From "Anglican Communion News Service" <acnslist@anglicancommunion.org>
Date Wed, 2 Jul 2003 22:24:45 +0100

ACNS 3494     |     AUSTRALIA	  |	2 JULY 2003

"The Bible teaches God's view on sex and marriage" says Archbishop Peter
Jenson

[ACNS source: Anglican Media Sydney] Readers cannot fail to have noticed
reports of the recent lively debate in the Anglican Church on the
appointment of bishops who are or have been practising homosexuals, and also
on the blessing of same sex unions.

The Primate of the Anglican Church of Australia, Dr Peter Carnley, provided
his own views on the matter recently
(http://www.anglicancommunion.org/acns/articles/34/75/acns3490.html). I have
been invited to respond to Archbishop Carnley.

Let me commence by pointing out where I agree wholeheartedly with him. We
both affirm "the uniquely normative and authoritative place" of the
Scriptures within the Christian tradition.

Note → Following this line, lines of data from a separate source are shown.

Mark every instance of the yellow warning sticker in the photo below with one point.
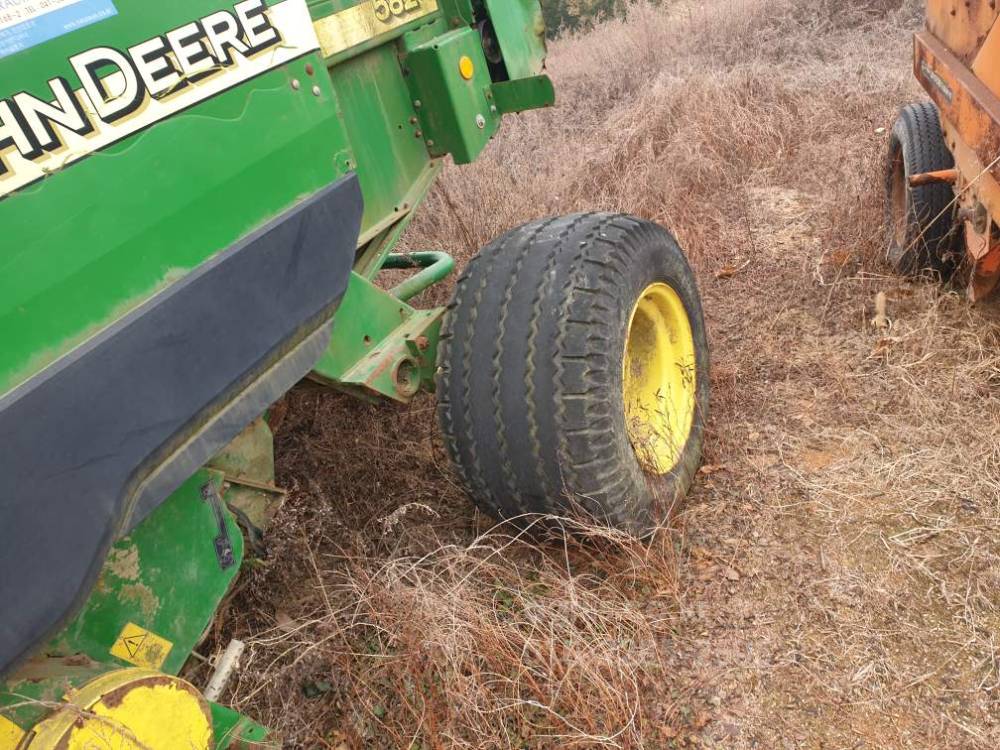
(141, 647)
(10, 734)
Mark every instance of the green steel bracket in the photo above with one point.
(520, 29)
(381, 346)
(437, 266)
(457, 12)
(250, 492)
(523, 94)
(456, 114)
(167, 577)
(233, 730)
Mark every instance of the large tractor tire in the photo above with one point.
(573, 373)
(921, 220)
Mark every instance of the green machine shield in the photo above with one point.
(138, 146)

As Australian Anglicans, Dr Carnley and I are bound to this view since it is
spelt out for us in the second of the Fundamental Declarations in the
Constitution of the Anglican Church of Australia. That is, "This Church
receives all the canonical Scriptures of the Old and New Testament as being
the ultimate rule and standard of faith given by inspiration of God and
containing all things necessary for salvation".

It may be difficult for those looking in at this Anglican debate to remember
that Christians don't regard themselves as in any way free to make up their
religion. What we are all doing is struggling to obey the living God who has
spoken to us through the Lord Jesus Christ and the Holy Scriptures.

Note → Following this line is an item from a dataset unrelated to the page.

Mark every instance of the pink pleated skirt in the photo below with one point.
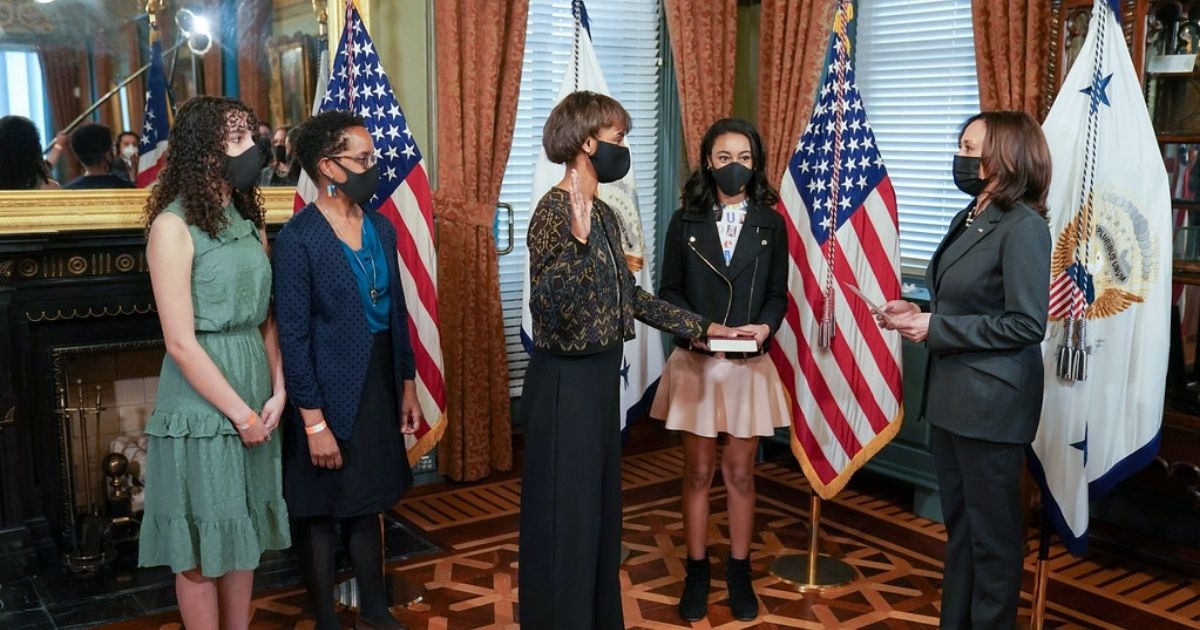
(707, 396)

So this Anglican debate boils down essentially to the question of the
authority Christians give to Scripture, and they way they read it.

Where I find myself in tension with the views of Archbishop Carnley is his
suggestion that a plain understanding of God's purposes for humankind as man
and woman, and our sexuality in marriage is not clear in Scripture and that
many people allow the Scriptural text to provide simply a "pre-packaged
answer".

Rather, the historic understanding of the Christian faith, not just by
Anglicans but by Christians throughout the world, is caught well in the
Lambeth Resolution for which ninety percent of the bishops of the Anglican
Communion voted in 1998. This Resolution 1:10 rejected "homosexual practice
as incompatible with Scripture" and further it stated that it "cannot advise
the legitimising or blessing of same sex unions nor ordaining those involved
in same gender unions".

Dr Carnley describes this resolution as "cautiously reaffirming received
teaching". I do not think his word "cautiously" captures either the tone or
the intent of that resolution.

Since Lambeth, the minority who vigorously opposed the Lambeth decision have
worked with equal vigour to overturn it. In various places they have pushed
the boundaries, seeking to break out and away from this Lambeth decision.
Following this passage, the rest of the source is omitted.